In this week’s news, the last company in the world manufacturing typewriters shut down its production plant. Then Time magazine listed four writers in its Top 100 people list, up from zero last year. Are these events connected? I believe so. The ability to write and distribute information electronically changed the world a few decades ago, but the recent rise of e-readers and the ability to access novels and information instantly, no matter where you are, has taken writers to a new level.

News is a self-perpetuating cycle, but for the publishing industry it has become cataclysmic. The more that people buy e-readers, the more they get discussed, and the more they become mainstream. People like Amanda Hocking, a digitally self-published novelist, get write-ups in the Wall Street Journal. Polls show people are reading more and reading more widely… because of e-books. The ability to download and read book samples has exposed readers to more writers than they ever imagined possible. The ability to buy novels for less than three dollars has connected thousands of authors and readers who would have never found each other in the past.

Equally important, access to digital content is shaping our social discussions. Books like Battle Hymn of the Tiger Mother generated a huge discussion about parenting, and thousands of readers were able to buy and read the book, then participate. A couple of years ago that would have required a trip to the bookstore and an outlay of around $25, thus limiting the readers who could be part of that discussion.

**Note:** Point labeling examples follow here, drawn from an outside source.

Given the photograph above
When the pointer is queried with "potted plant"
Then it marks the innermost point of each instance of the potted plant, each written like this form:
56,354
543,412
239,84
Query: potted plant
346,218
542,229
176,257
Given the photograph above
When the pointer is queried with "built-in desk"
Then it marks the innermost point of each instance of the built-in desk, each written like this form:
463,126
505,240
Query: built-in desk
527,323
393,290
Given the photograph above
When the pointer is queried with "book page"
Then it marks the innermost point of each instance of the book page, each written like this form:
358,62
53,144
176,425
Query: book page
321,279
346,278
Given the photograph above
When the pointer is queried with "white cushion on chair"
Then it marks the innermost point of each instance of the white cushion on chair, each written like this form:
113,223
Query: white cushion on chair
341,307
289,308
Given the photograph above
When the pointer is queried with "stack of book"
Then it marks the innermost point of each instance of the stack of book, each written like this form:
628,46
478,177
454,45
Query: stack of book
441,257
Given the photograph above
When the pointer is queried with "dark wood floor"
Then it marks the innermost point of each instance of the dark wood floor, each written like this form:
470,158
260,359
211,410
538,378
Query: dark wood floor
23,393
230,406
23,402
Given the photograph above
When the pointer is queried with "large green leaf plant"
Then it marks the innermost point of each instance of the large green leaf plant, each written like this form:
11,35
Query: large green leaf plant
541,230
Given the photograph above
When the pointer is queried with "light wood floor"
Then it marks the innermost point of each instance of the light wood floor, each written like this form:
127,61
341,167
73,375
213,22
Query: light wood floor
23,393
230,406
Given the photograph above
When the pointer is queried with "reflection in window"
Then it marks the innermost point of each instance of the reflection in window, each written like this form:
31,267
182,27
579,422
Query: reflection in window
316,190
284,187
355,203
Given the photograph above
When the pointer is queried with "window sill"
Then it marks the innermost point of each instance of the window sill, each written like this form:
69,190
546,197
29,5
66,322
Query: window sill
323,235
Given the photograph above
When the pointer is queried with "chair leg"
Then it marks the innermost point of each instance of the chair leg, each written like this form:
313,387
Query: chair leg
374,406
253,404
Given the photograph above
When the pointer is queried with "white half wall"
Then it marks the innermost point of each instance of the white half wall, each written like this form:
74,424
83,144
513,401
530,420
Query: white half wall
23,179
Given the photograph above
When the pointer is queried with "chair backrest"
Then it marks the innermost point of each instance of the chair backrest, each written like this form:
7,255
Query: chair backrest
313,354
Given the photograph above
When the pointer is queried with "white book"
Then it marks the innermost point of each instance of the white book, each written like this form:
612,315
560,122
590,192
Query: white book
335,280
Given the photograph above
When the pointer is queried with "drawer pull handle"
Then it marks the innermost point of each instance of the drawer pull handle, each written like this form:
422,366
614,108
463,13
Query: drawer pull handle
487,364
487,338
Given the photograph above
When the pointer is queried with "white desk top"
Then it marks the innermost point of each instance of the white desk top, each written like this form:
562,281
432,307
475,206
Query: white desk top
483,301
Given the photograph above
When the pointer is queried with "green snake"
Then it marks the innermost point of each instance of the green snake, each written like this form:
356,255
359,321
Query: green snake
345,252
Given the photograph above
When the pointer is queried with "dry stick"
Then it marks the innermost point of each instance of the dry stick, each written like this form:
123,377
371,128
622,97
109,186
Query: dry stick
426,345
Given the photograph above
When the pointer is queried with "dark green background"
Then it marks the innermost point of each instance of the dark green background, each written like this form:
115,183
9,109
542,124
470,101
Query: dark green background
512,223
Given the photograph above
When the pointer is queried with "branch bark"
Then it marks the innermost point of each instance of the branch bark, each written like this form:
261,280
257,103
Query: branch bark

All of this adds up to great news for writers. We matter more than ever. Thus, the inclusion of writers on Time’s list, and the ability of novelists like me to make a living for the first time. In the past, there seemed to be a dichotomy. People who loved to read admired and valued writers, but the rest of the world either considered us unnecessary or untrustworthy. It’s exciting to see this fundamental shift toward valuing those who craft words.

1 Comment
  1. I can’t help but feel a little sad to hear that about the typewriters. I know no one uses them anymore, but the idea of them not existing… it’s just wrong!